An independent t-test showed that men in this study group achieved a higher score for scale A (cognitive dimension) (M = 2.959, SD = 3.377) than women (M = 2.816, SD = 0.366), and this difference is significant (t(500) = 4.302, p < 0.001). For scale D (knowledge), men also achieve higher scores than women, but the difference is not significant.

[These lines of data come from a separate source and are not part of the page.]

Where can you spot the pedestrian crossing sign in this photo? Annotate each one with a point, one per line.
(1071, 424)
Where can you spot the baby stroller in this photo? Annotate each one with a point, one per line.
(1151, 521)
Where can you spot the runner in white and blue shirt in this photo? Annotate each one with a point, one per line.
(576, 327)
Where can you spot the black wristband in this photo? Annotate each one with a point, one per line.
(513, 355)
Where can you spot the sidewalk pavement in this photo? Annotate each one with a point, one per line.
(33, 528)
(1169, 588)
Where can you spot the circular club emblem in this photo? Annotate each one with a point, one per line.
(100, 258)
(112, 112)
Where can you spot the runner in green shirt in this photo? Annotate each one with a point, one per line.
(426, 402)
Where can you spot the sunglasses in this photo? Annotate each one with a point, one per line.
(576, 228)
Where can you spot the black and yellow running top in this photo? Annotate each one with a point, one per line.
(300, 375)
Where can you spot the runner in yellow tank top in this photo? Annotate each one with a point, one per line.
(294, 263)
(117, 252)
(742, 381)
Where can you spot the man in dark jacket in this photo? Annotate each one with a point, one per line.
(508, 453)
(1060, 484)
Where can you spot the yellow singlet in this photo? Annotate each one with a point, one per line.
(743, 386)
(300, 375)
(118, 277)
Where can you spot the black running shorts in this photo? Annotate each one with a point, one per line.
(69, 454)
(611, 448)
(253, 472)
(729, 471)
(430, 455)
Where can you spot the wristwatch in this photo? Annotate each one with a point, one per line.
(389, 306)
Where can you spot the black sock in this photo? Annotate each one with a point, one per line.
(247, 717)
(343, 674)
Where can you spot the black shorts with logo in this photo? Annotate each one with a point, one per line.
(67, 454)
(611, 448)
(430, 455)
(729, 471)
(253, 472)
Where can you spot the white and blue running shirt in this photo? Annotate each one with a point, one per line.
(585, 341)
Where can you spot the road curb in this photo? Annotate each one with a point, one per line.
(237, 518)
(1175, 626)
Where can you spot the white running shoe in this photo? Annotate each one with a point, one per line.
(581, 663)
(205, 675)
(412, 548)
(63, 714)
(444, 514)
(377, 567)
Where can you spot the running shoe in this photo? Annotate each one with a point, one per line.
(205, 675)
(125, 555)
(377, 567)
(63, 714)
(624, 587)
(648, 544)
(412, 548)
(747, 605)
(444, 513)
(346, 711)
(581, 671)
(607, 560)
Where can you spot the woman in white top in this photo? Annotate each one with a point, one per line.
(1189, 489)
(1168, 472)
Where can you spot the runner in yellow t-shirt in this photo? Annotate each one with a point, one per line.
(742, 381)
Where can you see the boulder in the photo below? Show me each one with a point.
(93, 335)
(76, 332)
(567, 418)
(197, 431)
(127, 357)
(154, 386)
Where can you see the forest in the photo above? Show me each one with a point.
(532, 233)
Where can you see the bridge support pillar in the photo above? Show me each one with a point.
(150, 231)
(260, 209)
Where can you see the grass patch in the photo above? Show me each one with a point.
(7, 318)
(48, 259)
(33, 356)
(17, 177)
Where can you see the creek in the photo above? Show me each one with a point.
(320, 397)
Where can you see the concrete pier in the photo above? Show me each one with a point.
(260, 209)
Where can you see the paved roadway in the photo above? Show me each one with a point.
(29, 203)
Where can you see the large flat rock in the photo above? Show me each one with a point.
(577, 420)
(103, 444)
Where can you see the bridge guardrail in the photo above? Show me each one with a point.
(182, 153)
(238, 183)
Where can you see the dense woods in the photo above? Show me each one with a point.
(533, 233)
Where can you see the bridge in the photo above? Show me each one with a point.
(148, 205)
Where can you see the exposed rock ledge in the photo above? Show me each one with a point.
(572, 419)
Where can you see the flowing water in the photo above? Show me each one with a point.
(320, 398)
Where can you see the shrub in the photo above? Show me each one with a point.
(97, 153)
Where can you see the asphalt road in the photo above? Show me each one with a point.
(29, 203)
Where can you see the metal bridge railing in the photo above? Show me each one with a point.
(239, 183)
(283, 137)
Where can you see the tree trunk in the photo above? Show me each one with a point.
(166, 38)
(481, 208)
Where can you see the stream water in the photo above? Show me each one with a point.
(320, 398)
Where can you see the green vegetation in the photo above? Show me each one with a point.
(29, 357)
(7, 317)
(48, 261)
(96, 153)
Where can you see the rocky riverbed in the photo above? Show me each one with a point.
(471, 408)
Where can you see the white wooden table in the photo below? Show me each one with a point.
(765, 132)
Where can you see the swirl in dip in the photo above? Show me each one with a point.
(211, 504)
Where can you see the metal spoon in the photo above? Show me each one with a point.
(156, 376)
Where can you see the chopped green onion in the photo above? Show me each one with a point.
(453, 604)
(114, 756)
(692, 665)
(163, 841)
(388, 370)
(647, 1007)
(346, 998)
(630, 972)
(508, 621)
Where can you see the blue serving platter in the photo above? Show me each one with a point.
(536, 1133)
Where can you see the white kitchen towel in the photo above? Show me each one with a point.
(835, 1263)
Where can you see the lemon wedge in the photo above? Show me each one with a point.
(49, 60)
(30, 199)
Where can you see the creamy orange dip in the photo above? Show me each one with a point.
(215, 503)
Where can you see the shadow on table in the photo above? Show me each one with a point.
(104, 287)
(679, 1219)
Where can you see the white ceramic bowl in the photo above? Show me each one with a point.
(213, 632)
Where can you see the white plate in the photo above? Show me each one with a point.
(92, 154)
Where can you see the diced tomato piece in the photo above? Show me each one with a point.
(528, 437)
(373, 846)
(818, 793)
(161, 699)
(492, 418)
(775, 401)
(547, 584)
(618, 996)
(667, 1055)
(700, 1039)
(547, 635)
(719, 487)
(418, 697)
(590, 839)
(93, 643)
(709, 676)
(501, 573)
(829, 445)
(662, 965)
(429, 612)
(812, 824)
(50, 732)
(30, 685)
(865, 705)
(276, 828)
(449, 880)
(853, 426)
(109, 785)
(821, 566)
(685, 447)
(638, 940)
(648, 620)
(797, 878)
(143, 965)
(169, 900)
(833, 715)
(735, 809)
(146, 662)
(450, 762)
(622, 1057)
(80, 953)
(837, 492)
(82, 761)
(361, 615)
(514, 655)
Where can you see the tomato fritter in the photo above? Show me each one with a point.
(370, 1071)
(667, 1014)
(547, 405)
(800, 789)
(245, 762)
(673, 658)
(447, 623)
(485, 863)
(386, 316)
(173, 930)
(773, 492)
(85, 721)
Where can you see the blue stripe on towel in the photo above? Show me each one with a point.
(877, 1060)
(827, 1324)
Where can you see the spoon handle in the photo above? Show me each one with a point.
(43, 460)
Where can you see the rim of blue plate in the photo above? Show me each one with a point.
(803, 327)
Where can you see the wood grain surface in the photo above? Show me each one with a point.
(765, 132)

3.2. Food Literacy of Flemish Adolescents

Food literacy was measured using three scales, each with a response range of 1 to 5. The mean score for scale A (ten items) measured functional food literacy and results ranged between 3.511 and 3.608. Scale B (one item) measured interactive FL with a score ranging from 2.945 to 3.122. The results for scale C (five items), which measured critical FL, ranged from 3.524 to 3.635. Since each scale has a response range of 1 to 5, it was possible to calculate a sum score to further analyze the FL data. The mean sum score ranged from 55.77 to 57.28.
As a Pearson correlation test showed, there is a strong positive relationship (r = 0.714, N = 509, p < 0.001) between scale A (functional FL) and scale C (critical FL). A weak positive relationship (r = 0.421, N = 509, p < 0.001) exists between scale A (functional FL) and scale B (interactive FL), as well as between scale B (interactive FL) and scale C (critical FL (r = 0.445, N = 509, p < 0.001).
An independent t-test was also conducted for the SFLQ to determine whether there was a distinction between men and women. The results yield the following picture: men scored higher than women for scale B (interactive FL), scale C (critical FL), and the sum scores, but the difference in each case was not significant. For scale A (functional FL), women achieved a higher score than men, but this difference is also not significant.

3.3. Relationship Between Social Media Use and Health and Nutrition Literacy

3.3.1. Descriptive Information About Social Media Use

The questionnaire probed adolescents’ social media use. On a scale from never (0) to daily (4), 97.4% of respondents indicated they use social media daily. In contrast, responses to the question “How often do you use social media to obtain information about a healthy lifestyle?” were divided. The majority rarely (32.8%) use social media to obtain this kind of information, while 30.3% of adolescents do use social media weekly for these purposes. Only 11.8% use social media daily to obtain healthy lifestyle information.
The extent to which adolescents show an interest in following influencers and vloggers who publish online content was also examined. It was found that the majority of the respondents (84.3% or 429) follow influencers or vloggers. Of this group, 53.4% (229 respondents) indicate that they specifically follow influencers or vloggers who provide tips on healthy lifestyles, while 46.6% (200 respondents) indicate that they do not.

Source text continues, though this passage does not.